Unstoppable and private
Handshake ensures DNS records can only be modified by a domain’s owner
Malicious actors spy on and tamper with end-users browsing activity. DNS providers, including ISPs, collect and sell end-user data to advertisers. As a workaround, people resort to VPNs and centralized resolvers like Cloudflare’s 1.1.1.1 which can be shut down at any time (and still require trusting the resolvers themselves).
Privacy
When using traditional domains and registrars, domain owners have the option to pay for different levels of privacy. These options are priced based on a yearly fee that ranges between $9.99 - $20/yr. However, most of these products don’t entirely protect the owner's identity. Solicitors can source the domain owners contact information using WHOIS lookups and other affiliate databases, and the ownership data is also stored in centralized databases, subject to government requests.
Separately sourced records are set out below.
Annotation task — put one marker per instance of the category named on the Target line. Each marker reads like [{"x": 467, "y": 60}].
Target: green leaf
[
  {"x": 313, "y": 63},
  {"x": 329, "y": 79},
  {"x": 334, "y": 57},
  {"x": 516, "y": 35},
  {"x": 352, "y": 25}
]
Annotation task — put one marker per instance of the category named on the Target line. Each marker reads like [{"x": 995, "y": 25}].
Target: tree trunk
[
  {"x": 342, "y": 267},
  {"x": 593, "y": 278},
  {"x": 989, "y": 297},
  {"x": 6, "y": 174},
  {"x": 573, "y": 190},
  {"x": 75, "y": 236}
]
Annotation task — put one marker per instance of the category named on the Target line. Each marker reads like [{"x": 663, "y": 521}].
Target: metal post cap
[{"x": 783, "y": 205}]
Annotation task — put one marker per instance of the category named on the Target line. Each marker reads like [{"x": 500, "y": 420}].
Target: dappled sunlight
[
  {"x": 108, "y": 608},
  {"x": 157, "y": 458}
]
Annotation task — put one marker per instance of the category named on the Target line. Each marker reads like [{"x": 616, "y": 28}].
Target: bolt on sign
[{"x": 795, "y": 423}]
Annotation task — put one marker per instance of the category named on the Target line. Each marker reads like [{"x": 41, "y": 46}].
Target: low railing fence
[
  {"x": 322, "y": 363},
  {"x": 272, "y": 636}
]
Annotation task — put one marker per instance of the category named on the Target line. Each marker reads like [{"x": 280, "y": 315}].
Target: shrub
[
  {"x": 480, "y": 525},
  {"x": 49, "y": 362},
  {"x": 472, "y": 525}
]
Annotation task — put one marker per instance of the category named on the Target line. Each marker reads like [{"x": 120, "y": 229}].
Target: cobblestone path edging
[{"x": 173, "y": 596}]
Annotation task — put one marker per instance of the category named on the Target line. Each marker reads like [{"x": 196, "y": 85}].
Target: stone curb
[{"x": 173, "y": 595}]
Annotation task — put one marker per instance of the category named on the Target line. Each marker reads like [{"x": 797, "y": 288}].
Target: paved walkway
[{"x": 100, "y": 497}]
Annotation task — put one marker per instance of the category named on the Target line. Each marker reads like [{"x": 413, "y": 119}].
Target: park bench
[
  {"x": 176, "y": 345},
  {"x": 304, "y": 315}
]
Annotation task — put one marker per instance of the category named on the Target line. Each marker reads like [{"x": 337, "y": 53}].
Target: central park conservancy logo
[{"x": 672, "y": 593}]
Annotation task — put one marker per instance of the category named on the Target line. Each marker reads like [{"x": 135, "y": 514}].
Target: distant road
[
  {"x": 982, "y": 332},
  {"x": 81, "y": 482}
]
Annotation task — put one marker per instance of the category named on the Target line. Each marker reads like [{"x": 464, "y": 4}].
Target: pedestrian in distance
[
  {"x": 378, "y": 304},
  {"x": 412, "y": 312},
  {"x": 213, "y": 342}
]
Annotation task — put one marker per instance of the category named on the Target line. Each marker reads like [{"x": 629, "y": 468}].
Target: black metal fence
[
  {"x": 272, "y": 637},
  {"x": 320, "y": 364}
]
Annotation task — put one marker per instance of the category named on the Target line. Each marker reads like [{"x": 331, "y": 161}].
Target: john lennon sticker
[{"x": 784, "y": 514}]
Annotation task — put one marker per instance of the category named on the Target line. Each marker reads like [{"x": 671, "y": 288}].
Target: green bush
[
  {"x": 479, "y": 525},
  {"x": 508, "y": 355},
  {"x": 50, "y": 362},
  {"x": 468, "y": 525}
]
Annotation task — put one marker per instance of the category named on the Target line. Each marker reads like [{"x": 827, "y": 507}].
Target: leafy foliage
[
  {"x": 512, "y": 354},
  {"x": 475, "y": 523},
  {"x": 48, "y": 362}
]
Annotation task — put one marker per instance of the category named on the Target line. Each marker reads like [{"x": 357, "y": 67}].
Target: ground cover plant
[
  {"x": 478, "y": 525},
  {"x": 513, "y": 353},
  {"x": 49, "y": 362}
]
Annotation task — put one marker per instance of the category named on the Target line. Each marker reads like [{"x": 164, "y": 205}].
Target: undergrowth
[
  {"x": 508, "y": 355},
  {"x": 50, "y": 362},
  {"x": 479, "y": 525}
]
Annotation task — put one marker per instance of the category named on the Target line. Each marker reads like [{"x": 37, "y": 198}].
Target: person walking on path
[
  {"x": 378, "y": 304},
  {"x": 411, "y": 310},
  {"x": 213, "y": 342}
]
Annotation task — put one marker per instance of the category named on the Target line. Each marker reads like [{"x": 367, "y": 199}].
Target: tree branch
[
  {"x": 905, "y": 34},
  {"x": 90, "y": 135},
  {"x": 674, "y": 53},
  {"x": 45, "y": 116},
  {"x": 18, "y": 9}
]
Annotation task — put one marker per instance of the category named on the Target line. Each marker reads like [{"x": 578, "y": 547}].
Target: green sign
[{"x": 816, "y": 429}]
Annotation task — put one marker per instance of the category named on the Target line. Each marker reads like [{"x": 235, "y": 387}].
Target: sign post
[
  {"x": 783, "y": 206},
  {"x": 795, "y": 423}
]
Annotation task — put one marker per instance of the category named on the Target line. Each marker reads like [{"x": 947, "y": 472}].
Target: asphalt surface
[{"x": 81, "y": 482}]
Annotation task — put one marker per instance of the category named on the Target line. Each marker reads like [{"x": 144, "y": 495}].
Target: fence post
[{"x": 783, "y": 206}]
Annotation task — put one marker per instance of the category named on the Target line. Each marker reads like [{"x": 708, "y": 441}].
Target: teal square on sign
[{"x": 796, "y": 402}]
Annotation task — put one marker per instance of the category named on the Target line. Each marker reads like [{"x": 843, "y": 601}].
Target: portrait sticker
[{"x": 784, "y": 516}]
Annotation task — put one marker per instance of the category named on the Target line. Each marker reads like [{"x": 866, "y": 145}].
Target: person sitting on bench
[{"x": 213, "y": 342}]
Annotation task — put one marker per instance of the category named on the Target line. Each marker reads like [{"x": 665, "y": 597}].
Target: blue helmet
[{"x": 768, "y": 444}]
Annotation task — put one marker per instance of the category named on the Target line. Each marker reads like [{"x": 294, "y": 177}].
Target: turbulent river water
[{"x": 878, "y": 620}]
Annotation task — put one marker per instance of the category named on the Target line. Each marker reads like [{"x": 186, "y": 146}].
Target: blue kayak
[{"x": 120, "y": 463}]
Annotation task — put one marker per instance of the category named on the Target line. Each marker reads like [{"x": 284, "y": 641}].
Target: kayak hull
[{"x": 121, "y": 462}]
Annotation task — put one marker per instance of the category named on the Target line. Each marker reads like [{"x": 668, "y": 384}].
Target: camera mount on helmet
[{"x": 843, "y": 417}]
In the US, registrants have to submit WHOIS information, and in China, they need to complete real name verification. This makes it difficult for people to create politically sensitive websites without compromising their safety.
Since privacy is a core feature of Handshake names, Namebase does not charge a yearly fee to keep ownership details private. There is no recurring annual fee or any other related fees to keep your information away from the solicitors. And there is no WHOIS lookup or any other public database where ownership or contact information is exposed.
Censorship
Even though DNS is infrastructure that the entire world relies on, only a few organizations at the top of the hierarchy control it. The centralized nature of DNS makes it trivial for governments and institutions to censor and seize domain names, who often decide to block websites and content by not allowing the recursive server to find the intended domain names. Turkish citizens were banned from wikipedia for almost 4 years and are still blocked from the encrypted email provider ProtonMail. Iran recently censored Facebook and Twitter before shutting off their Internet entirely, and recall India's recent internet shutdown. The services blocked in China are legion, including Facebook, Twitter, and Google.
Handshake DNS data is distributed across all the nodes in its blockchain network. As long as end-users can connect to a single node in the distributed network, the end-users will be able to resolve Handshake names, making Handshake DNS very difficult to censor.